Der Energiekonzern GDF Suez (vormals Electrabel) hat angekündigt, sein geplantes Kohlekraftwerk in Stade nicht mehr bauen zu wollen. Das Genehmigungsverfahren zu dem 800-MW-Block war nach einer erfolgreichen Klage von Kohlekraftwerksgegnern ins Stocken geraten und ruhte auf Antrag des Konzerns. Als Grund für die Aufgabe des Projekts nennt der Konzern jetzt Wirtschaftlichkeitsprobleme aufgrund der Lärmschutzbestimmungen. Wegen des voraussichtlichen hohen Aufwandes, der zur Einhaltung von Lärmgrenzwerten, aber wohl auch für das Kühlwassermanagement unumgänglich wäre, ist der Bau nicht mehr rentabel. Die Stadt Stade hielt das Vorhaben am Bützflether Sand bis heute für realisierbar und investierte eifrig in die Vorbereitung entsprechender Bauleitpläne.
Der BUND sieht im Rückzug eines weiteren Betreibers nicht nur einen Erfolg für Stade, sondern ein weiteres Signal für ganz Niedersachsen. Dort waren Anfang 2009 noch sieben Kohlemeiler im Bau oder in Planung. Seit Oktober 2009 wurden die Vorhaben in Dörpen und in Emden von den Investoren aufgegeben. Allerdings sind immer noch zwei Projekte von Dow Chemical / EnBW und E.on allein in Stade in Planung, die das Klima mit 11,3 Millionen Tonnen CO2 pro Jahr belasten würden.
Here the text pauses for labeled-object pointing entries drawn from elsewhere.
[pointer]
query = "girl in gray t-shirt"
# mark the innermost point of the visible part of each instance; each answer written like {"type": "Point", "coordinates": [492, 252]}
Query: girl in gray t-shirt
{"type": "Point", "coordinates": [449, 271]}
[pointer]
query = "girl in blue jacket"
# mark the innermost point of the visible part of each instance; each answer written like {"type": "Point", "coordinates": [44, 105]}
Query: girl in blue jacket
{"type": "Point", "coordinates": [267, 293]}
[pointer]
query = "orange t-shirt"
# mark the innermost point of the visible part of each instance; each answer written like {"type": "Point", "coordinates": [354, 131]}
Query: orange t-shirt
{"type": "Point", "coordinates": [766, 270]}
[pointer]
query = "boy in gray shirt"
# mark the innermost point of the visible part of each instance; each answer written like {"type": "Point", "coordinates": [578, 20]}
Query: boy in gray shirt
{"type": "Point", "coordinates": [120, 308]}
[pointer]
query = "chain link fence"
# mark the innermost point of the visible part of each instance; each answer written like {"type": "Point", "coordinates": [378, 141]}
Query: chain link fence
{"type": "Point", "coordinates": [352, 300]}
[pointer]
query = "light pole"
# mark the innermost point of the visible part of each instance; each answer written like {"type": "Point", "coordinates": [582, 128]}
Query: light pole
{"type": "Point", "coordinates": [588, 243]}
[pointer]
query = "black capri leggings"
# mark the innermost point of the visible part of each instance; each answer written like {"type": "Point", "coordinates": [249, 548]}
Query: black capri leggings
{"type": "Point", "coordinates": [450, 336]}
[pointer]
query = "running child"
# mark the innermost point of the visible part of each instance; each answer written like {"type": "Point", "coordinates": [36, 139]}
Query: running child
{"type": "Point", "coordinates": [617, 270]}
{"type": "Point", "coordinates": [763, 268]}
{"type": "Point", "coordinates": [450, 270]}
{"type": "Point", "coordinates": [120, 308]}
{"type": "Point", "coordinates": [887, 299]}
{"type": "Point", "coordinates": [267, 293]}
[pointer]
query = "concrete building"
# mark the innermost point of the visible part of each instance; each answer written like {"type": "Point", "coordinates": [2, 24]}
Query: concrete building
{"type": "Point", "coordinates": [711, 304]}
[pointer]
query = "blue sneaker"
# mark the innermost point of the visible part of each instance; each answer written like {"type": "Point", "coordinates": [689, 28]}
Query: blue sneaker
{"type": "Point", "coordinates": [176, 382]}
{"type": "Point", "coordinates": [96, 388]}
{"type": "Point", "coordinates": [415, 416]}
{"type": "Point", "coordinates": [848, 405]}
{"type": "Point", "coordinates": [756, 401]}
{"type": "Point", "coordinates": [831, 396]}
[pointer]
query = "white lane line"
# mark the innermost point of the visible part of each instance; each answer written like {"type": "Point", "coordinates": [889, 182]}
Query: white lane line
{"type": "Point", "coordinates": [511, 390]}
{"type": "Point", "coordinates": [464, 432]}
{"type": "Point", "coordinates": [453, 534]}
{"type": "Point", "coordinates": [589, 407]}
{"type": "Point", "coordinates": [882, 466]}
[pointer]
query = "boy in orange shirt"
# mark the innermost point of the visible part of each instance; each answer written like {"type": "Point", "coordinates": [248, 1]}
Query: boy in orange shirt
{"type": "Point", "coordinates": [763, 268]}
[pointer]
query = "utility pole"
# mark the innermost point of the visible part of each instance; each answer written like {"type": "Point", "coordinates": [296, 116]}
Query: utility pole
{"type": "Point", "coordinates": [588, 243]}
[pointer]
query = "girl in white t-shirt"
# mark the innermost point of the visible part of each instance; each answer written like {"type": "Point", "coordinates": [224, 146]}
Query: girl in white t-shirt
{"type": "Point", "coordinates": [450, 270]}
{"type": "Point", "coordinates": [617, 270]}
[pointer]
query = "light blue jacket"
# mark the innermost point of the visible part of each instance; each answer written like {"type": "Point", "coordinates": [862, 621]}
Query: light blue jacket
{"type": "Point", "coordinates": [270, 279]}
Nach Auffassung des BUND ist allein die Frage, das Kühlwassermanagement der Großkraftwerke mit EU-Recht in Einklang zu bringen, für die Vorhaben an der Elbe ein K.o.-Kriterium. Der Rückzug von GDF Suez dürfte daher beim bisherigen Konkurrenten E.on für Unruhe sorgen. Nach Überzeugung des BUND hat sich GDF auch wegen der zu erwartenden Auflagen bei der Kühlwassernutzung zurückgezogen.
Der BUND geht davon aus, dass die Entnahme von Kühlwasser aus der Elbe wegen dort vorkommender geschützter Fischarten nicht genehmigungsfähig ist. Da die E.on-Planung ebenfalls auf Kühlwasser aus der Elbe setzt, wird auch diese Planung in Schwierigkeiten geraten. Auch für die Rückleitung des erwärmten Kühlwassers in die Elbe dürfte E.on nicht ohne weiteres eine Zulassung bekommen, da die Elbe im Sommer ohnehin schon zu warm ist. Darüber hinaus wird auch die vorgeschriebene Vermeidung weiterer Quecksilber-Emissionen dem Betreiber große Schwierigkeiten bereiten.